The potential "gotcha" is if you need to reboot the CORE (or update it for design/firmware) when other COREs are actually playing audio. The moment the Grand Master clock goes off line...the rest of the cores are suddenly clockless! They will again, quickly hold a meeting to elect a new Grand Master and get on with their lives. This could (and will) cause a sound glitch so it is important to be cognizant that in a networked audio system with a synchronous clock just where that clock is and not to disturb it when others may be using it. There may also be something to actually setting up a hierarchy with the PTP priorities so you KNOW where the Grand Master is. It could be as simple as letting the PTP Priority 2 be the auditorium number or 10x the auditorium number so you can insert something if you need to later on without having to redo the scheme.

The other thing one can do is, if you are not going to (EVER) stream audio in a synchronous manner, make sure your COREs are on different Domains. This is also important if you are using Dolby ATMOS where you may choose to have a common subnet for support purposes. Dolby defaults to Domain 109 but you could, again, come up with a scheme like 100+screen number is the domain for ATMOS rooms to ensure that they never share the same domain yet can share the same network. It is just critical that whatever the Domain is that they match between the ATMOS processor and the CORE. It is also critical that the ATMOS processor is the higher priority/lower PTP priority number (it has to be the Grand Master)...this is normally accomplished by leaving PTP priority 1 at 254 so the ATMOS processor, that typically ships set to 128, so it will win the Grand Master election.

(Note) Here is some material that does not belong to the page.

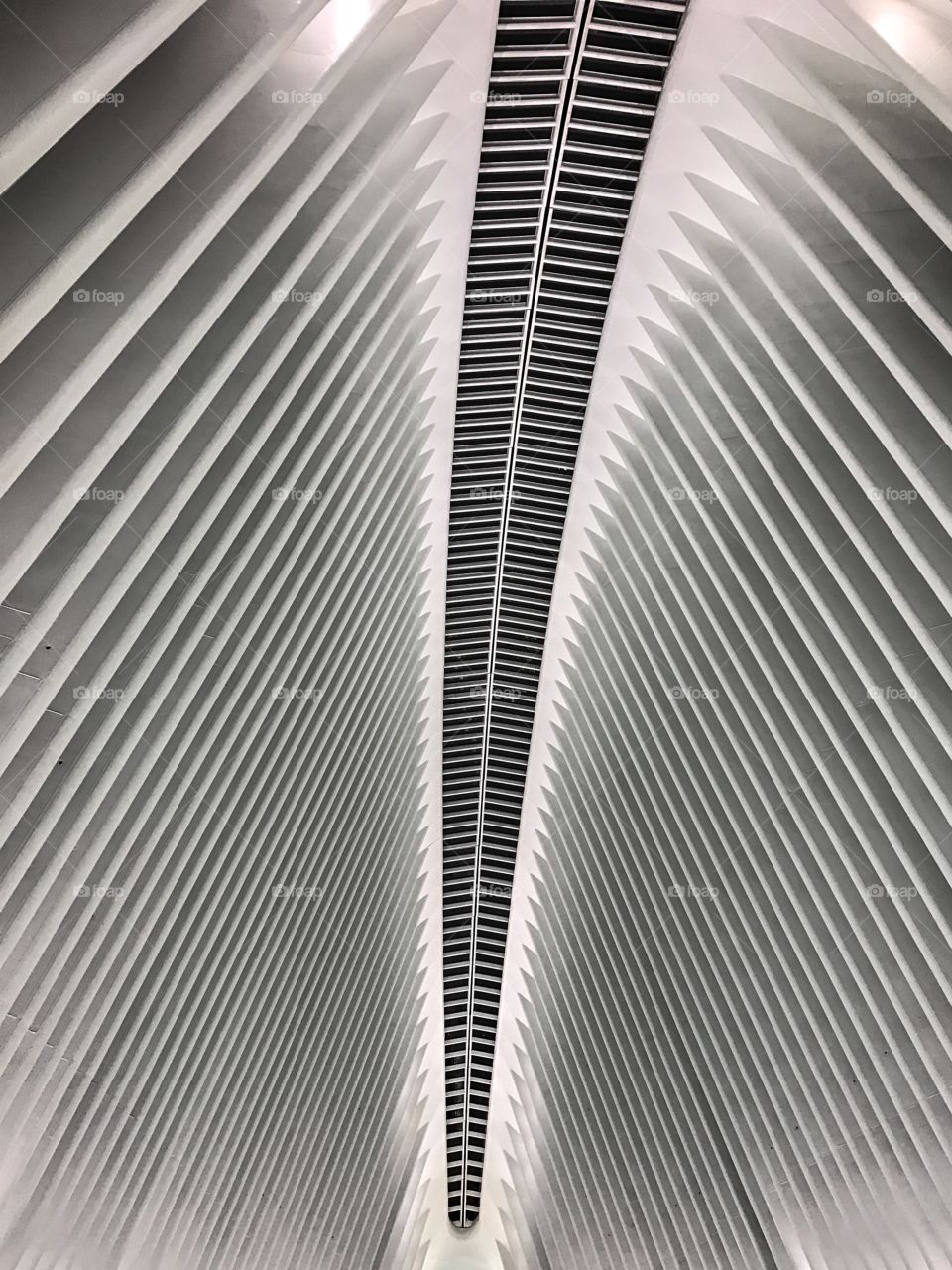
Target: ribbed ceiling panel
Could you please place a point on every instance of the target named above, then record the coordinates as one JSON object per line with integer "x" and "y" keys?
{"x": 572, "y": 91}
{"x": 212, "y": 659}
{"x": 737, "y": 1034}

Just because you may choose to not have synchronous audio between COREs, that doesn't stop you from using the asynchronous streams like WAN and Media Stream for things like music.

If you run a QSys core or stack per auditorium, I would likely set-up a different time (PTP) domain for each of these, to avoid clock confusion. I've not yet tested this, but what I find annoying, in a case that you would have one large PTP domain and you do reset the grand-master-clock, there is no graceful handover between master clocks, without an audio glitch. It would be something different if a core drops out due to a malfunction or power-outage, but a planned reboot should, in my opinion, gracefully transfer any "master roles" to one of the remaining members in the pool.

B.T.W.: It looks like even in technical applications, we're no longer allowed to use terms like "master" and "slave", but should refer to it as "host" and "client"...

Nah...Master/Slave, Male/Female...still used. But more to the point, "Master" can be used in even non master/slave applications. It may be called "Global" in some application to denote it covers more than a local change.